Validated by running the GenModels stages in a tritonserver CI pipeline and confirming the previously-failing --torchvision-aoti step succeeds under enroot.

  • CI Pipeline ID:

Caveats:

TRT 11 generators preserve V2 dispatch for backward compatibility; once 26.06 settles, V3 can become the default.

Background

Required by the 26.06 release train — see Build against latest upstream container. The enroot TRITON_GENSRCDIR fix was uncovered by the failure of GitLab job gitlab-master.nvidia.com/dl/dgx/tritonserver/-/jobs/338092379 (GenModels-build--sbsa-gb200-10.0).

Related Issues:

  • Resolves TRI-1406

mc-nv added 7 commits June 9, 2026 17:57
In TensorRT 11.0.0 (shipped in the 26.06 container), the ITensor.dtype
property is read-only. Assigning to it raises
"AttributeError: property of 'ITensor' object has no setter" and breaks
the GenModels-build--sbsa-a100-8.0 job during
create_plan_shape_tensor_modelfile.

Replace the three remaining ITensor.dtype assignments in
gen_qa_identity_models.py with layer.set_output_type(idx, dtype) calls
on the producing layer (identity / resize / shape), matching the pattern
already used in the rest of the QA model-gen scripts
(gen_qa_models.py, gen_qa_implicit_models.py, gen_qa_trt_format_models.py).
The 26.06 TensorRT container ships TRT 11.0.0, which removed several
Python-binding entry points the QA model-gen scripts rely on.
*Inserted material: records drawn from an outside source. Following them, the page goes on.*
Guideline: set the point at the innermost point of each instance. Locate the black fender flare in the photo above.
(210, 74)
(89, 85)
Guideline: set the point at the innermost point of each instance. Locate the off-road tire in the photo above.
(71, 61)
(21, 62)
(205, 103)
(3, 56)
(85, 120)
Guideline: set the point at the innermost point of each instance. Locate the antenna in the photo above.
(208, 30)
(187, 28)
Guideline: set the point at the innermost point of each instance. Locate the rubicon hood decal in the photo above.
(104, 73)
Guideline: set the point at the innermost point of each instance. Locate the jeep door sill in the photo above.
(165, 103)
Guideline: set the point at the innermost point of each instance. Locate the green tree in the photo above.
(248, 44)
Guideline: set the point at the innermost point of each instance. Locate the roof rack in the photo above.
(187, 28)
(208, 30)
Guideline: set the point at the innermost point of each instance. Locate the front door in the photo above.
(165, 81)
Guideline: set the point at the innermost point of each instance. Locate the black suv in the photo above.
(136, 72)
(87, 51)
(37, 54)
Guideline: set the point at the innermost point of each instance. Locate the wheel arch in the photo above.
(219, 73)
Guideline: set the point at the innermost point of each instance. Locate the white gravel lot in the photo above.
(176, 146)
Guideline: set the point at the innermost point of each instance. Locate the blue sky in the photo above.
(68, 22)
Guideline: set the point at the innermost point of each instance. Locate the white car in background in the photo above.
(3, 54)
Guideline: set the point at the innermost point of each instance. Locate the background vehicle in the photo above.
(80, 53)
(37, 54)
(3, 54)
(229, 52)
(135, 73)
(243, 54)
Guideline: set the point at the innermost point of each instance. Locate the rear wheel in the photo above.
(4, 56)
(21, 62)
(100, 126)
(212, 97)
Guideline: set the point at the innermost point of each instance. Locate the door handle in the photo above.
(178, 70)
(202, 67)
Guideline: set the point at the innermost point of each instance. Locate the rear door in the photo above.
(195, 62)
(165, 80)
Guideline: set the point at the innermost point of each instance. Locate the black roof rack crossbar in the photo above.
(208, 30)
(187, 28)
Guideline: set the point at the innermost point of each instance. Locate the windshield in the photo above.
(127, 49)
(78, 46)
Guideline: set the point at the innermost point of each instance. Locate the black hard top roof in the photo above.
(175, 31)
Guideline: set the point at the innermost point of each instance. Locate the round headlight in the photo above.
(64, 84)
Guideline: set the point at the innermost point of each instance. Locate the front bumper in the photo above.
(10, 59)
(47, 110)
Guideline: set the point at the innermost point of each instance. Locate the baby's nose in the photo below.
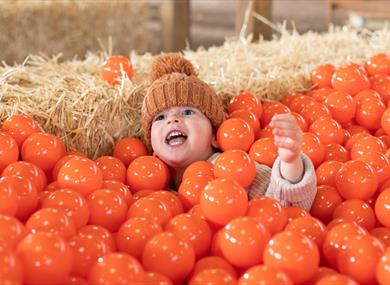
(173, 120)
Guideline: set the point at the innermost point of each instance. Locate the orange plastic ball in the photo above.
(369, 113)
(11, 232)
(321, 76)
(243, 242)
(235, 134)
(263, 274)
(356, 179)
(170, 199)
(99, 232)
(155, 278)
(9, 197)
(147, 172)
(9, 150)
(212, 276)
(195, 231)
(27, 170)
(223, 200)
(381, 84)
(152, 208)
(367, 94)
(107, 209)
(216, 249)
(383, 268)
(300, 102)
(80, 174)
(336, 152)
(119, 188)
(11, 269)
(115, 268)
(336, 278)
(378, 63)
(326, 200)
(382, 234)
(382, 207)
(264, 151)
(271, 110)
(128, 149)
(337, 238)
(301, 121)
(115, 68)
(199, 168)
(60, 163)
(289, 98)
(46, 258)
(315, 111)
(214, 262)
(53, 221)
(269, 212)
(86, 250)
(294, 253)
(321, 273)
(235, 165)
(169, 255)
(357, 211)
(328, 131)
(191, 188)
(246, 101)
(379, 162)
(26, 196)
(266, 132)
(341, 106)
(350, 79)
(320, 94)
(355, 137)
(248, 117)
(365, 145)
(134, 233)
(20, 127)
(71, 202)
(360, 258)
(294, 212)
(385, 121)
(112, 168)
(309, 226)
(313, 148)
(43, 149)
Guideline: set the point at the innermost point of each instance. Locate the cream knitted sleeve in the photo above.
(269, 182)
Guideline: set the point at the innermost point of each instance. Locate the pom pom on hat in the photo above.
(170, 63)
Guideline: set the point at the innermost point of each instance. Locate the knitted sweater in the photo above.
(269, 182)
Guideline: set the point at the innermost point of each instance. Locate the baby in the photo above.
(180, 114)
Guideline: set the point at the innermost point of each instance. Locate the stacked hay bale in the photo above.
(72, 27)
(70, 99)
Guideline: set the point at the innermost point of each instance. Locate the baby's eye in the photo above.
(159, 118)
(188, 112)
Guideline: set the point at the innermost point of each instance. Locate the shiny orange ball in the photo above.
(147, 172)
(356, 180)
(235, 134)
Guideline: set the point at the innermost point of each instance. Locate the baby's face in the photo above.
(182, 135)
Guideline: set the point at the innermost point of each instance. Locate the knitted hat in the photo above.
(174, 84)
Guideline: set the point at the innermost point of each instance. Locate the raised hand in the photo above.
(288, 136)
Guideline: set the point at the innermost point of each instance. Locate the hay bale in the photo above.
(70, 99)
(71, 27)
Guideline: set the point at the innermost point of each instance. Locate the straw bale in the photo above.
(71, 27)
(70, 99)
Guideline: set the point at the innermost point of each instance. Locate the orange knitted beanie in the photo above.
(174, 84)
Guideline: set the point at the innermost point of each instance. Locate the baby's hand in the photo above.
(288, 136)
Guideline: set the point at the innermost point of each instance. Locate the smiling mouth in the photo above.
(175, 138)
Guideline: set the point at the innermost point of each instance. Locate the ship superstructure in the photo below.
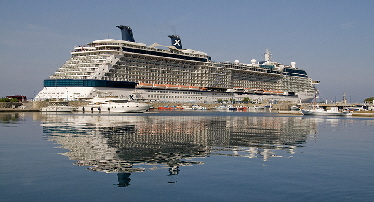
(171, 74)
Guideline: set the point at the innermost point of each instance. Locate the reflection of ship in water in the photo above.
(136, 143)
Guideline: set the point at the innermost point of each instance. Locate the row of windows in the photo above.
(87, 83)
(156, 53)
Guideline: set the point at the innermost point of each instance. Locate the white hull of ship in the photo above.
(162, 95)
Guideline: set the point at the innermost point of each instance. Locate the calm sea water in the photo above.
(185, 156)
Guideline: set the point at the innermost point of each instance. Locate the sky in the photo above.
(331, 40)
This
breaks the GenModels-build job (failing first in
create_plan_shape_tensor_modelfile) with:

  AttributeError: property of 'ITensor' object has no setter

Empirical findings on TRT 11.0.0 (verified inside the
gitlab-master.nvidia.com:5005/dl/dgx/tensorrt:26.06-py3-base image):

  * ITensor.dtype no longer has a setter (read-only).
  * No layer class exposes set_output_type anymore (replacing the
    earlier fix that used it was equally broken).
  * BuilderFlag.PREFER_PRECISION_CONSTRAINTS, .INT8, and .FP16 are
    no longer defined; strongly-typed networks supersede them.
  * add_shape(...) already returns INT64 by default.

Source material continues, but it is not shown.